Chemotherapy is usually used with surgery to treat bone cancer. For Ewing's sarcoma, osteosarcoma and spindle cell sarcomas, you usually have the treatment before and after surgery. The treatment before surgery helps to shrink the cancer and make it easier to remove. It may sometimes make it possible to do limb sparing surgery instead of an amputation. After your chemo treatment, you will have to wait for your blood counts to come back to normal before you have your surgery.

The chemotherapy after surgery is to try to kill off any cancer cells that escaped before your tumour was removed. This lowers the risk of the cancer coming back in the future.

 

About radiotherapy

Radiotherapy can be an important part of treatment for Ewing's sarcoma. It can shrink a tumour and make it easier to remove. After surgery, you usually have radiotherapy to try to kill off any cancer cells that may have been left behind. This lowers the risk of the Ewing's sarcoma coming back in the future. If surgery to remove the tumour would be too difficult, radiotherapy and chemotherapy treatment may be used instead.
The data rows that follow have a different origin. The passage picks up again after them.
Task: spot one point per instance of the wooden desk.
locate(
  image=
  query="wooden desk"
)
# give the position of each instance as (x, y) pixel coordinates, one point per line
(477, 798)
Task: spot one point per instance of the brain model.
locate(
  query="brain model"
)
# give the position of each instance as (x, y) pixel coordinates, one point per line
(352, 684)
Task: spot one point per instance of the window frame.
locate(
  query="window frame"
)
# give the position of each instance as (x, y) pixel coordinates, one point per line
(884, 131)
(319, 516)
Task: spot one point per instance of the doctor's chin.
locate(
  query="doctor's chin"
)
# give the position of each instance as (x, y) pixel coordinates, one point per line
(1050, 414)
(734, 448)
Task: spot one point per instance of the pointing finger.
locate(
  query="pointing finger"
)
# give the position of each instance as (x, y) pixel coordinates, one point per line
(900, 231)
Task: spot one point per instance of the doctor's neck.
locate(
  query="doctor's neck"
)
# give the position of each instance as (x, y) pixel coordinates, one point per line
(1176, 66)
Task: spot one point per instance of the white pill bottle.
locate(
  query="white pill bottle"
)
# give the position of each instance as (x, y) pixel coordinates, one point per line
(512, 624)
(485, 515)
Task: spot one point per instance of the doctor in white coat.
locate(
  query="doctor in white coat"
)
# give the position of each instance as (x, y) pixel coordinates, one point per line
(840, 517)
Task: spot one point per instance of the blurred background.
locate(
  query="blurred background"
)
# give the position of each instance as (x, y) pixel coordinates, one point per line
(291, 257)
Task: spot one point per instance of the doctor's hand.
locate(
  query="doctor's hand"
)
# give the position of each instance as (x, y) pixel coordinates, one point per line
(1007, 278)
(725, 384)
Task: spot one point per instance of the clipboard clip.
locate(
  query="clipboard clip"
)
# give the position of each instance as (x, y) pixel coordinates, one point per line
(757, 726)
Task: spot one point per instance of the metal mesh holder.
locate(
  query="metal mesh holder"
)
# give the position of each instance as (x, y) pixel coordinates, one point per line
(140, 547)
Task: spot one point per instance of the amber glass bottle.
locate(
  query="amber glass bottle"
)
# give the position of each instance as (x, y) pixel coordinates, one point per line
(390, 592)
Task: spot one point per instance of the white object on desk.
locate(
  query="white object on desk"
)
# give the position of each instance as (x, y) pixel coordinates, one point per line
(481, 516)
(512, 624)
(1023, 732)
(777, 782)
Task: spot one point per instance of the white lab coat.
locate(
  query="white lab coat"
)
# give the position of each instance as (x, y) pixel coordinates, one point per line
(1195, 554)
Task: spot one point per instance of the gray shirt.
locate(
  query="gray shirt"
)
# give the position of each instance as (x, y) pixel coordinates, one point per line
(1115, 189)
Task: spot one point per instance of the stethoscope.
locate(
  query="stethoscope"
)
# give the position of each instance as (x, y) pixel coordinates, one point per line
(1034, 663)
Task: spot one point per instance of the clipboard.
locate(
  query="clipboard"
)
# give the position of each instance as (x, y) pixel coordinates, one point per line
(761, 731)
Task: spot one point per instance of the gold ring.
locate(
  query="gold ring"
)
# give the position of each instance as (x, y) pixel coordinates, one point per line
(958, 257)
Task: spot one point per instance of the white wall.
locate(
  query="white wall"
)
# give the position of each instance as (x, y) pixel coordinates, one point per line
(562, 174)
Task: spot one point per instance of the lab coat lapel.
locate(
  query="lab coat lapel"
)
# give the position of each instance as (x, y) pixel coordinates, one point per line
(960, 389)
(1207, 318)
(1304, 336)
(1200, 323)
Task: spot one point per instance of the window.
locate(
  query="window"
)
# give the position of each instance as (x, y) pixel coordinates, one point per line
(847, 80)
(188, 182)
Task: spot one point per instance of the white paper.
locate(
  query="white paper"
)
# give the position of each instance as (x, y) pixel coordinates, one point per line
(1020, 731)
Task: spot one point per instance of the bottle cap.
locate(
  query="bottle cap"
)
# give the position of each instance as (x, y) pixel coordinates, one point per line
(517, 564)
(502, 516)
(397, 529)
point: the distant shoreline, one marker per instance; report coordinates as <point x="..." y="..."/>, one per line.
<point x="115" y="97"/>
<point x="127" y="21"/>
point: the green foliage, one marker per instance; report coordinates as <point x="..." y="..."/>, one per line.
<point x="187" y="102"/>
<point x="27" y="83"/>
Radiotherapy is sometimes used after surgery for chordomas.

Doctors occasionally use radiotherapy after surgery for osteosarcomas if there is a risk of cancer cells remaining in the area after the surgery, but it is not a routine treatment.

For osteosarcoma, Ewing’s sarcoma and chordoma radiotherapy may be used to relieve symptoms or treat advanced bone cancers. It can be very good at shrinking cancers in the bones and so relieving pain and other symptoms caused by pressure from the cancer.

Radiotherapy is rarely used to treat chondrosarcoma because it does not usually work very well for this type of bone tumour.